Nicole Santa Cruz, 3 in 25 juveniles in detention are sexually abused, study finds, The Los Angeles Times, January 8, 2010

A federal report identifies 13 detention centers with high rates of abuse. It's a 'systematic problem,' a human rights activist says.

About 3 out of every 25 youths in state and privately run juvenile correctional facilities have experienced at least one incident of sexual victimization, according to a federal study released Thursday.

The study, which is the first of its kind, brings attention to the need for more training and accountability for staff members at such facilities, said Linda McFarlane, deputy executive director of Just Detention International, a nonprofit human rights organization that works on preventing abuse in detention centers.
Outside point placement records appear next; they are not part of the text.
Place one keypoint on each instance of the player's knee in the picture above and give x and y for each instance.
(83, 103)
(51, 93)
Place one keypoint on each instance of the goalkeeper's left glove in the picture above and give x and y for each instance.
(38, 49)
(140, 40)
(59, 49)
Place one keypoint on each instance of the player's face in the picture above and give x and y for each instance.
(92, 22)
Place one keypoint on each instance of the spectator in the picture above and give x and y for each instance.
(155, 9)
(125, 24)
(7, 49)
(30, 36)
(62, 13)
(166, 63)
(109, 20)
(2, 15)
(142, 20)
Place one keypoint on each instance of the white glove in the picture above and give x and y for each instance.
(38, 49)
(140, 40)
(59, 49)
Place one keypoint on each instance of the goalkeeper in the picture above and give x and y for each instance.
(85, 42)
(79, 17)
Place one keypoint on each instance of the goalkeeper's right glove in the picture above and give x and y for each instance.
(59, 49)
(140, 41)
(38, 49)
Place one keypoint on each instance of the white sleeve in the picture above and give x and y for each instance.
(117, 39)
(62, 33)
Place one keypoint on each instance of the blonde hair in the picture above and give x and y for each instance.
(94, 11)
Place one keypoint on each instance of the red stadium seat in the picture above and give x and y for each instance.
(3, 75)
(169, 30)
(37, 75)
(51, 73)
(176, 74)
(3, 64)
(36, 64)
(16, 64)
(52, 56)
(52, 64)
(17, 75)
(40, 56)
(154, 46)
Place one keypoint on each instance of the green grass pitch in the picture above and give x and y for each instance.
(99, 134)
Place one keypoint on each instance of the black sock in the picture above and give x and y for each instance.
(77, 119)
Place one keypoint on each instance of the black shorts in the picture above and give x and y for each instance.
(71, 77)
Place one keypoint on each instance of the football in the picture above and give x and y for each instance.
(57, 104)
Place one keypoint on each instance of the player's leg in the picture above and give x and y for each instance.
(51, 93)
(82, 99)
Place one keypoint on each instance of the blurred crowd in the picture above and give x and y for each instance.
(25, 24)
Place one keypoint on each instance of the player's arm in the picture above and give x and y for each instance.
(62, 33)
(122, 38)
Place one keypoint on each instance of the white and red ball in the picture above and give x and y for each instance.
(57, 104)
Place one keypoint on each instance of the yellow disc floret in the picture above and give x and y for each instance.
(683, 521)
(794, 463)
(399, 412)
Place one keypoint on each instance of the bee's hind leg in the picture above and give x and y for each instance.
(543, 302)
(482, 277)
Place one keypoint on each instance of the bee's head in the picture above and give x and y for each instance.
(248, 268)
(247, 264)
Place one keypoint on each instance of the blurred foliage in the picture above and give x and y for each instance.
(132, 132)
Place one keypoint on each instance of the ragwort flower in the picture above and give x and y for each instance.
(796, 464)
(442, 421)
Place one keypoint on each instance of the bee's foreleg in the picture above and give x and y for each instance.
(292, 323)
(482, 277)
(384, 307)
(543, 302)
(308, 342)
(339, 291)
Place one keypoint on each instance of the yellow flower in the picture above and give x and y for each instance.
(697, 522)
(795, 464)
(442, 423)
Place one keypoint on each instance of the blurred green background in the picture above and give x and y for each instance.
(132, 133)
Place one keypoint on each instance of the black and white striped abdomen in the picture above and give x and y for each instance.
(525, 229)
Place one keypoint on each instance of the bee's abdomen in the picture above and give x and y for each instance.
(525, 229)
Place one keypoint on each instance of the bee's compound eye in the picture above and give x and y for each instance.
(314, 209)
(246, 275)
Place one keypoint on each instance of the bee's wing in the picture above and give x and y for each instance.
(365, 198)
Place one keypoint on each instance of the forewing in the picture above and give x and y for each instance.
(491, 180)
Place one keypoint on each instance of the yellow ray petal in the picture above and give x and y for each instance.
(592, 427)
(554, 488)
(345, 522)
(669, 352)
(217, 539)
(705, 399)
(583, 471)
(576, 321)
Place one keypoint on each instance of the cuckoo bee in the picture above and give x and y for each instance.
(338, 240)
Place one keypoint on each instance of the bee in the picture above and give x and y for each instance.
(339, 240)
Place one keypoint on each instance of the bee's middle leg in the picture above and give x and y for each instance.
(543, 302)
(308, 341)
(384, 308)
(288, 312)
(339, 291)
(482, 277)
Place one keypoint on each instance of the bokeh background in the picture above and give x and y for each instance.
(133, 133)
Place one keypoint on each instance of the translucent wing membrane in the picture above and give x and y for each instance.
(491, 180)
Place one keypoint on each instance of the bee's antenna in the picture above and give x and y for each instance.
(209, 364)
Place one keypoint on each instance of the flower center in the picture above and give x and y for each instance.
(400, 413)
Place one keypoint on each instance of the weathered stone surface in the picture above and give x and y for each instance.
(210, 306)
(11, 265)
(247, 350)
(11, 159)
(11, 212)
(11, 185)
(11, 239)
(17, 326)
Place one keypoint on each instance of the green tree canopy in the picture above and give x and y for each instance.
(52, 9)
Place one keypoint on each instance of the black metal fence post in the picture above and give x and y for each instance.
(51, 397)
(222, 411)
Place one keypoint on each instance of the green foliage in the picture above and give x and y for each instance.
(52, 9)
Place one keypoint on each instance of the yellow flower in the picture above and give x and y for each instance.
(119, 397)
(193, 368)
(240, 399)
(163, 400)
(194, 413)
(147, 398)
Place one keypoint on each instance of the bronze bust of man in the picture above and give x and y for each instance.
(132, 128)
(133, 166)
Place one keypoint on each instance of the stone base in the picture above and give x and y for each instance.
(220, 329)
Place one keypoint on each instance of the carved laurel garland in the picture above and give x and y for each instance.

"It's more of a systemic problem," she said.

The study defines victimization as any forced sexual activity with another youth or any sexual activity with facility a staffer. The facilities included juvenile halls and detention centers.

The study, by the Bureau of Justice Statistics, also identified 13 facilities with a high rate of sexual victimization. Out of the centers, six had victimization rates of 30% or more, four had rates between 25% and 30%, and three had rates between 20% and 25%. Two Virginia facilities made the list, as did two Texas facilities.

Bruce Twyman, a spokesman for the Virginia Department of Corrections, called the results shocking. Over the last 18 months, the department has implemented extra staff training and installed more monitoring video cameras to deal with the issue, he said.

"It's a problem in Virginia," Twyman said. "It's a problem nationally."

The study reported that 10% of abuse incidents involved staff members, with almost all of the abuse involving females.

"When we put kids in custody and staff has absolute power and control over what happens to those kids, it is crucial that very careful mechanisms to check that power are put into place," McFarlane said.

Youths who had experienced any prior sexual assault were twice as likely to report victimization, according to the survey. About 60% of the misconduct occurred between 6 p.m. and midnight.

The study, mandated by the 2003 Prison Rape Elimination Act, was based on audio computer-assisted interviews conducted from June 2008 to April 2009. Out of the 166 state-run facilities and 29 locally or privately operated centers, 9,198 youths who had served sentences responded.

Overall, 91% of youths in the facilities were male, according to the study. More than 26,550 adjudicated youths are held in centers nationwide.

One person who says he experienced sexual abuse while in custody is Troy Erik Isaac, 36, of North Hollywood. Until January 2008, Isaac says, he was in and out of detention centers his entire life. He was 12 when he was assaulted the first time -- while being held at a California detention hall for vandalism.

Isaac says he was assaulted throughout the next 22 years in various detention centers and halls and in prison.

"Psychologically, it damaged me," he said. "I had to learn on my own how to protect myself."

As a result, Isaac often lied to staff members about being suicidal so he could be isolated.

"There's no such thing as consenting juveniles and there's no such thing as consenting adults in prison," said Isaac, who started a nonprofit community service organization, Hands On Advocacy Group.

Eleven facilities, including California's Heman G. Stark Youth Correctional Facility in Chino, were identified with low rates of sexual victimization.

But, McFarlane said, whether the rate is low or high, it's still happening.

"When I read the numbers, I think of the faces, the lives behind each of these percentage points which have been affected for life," she said.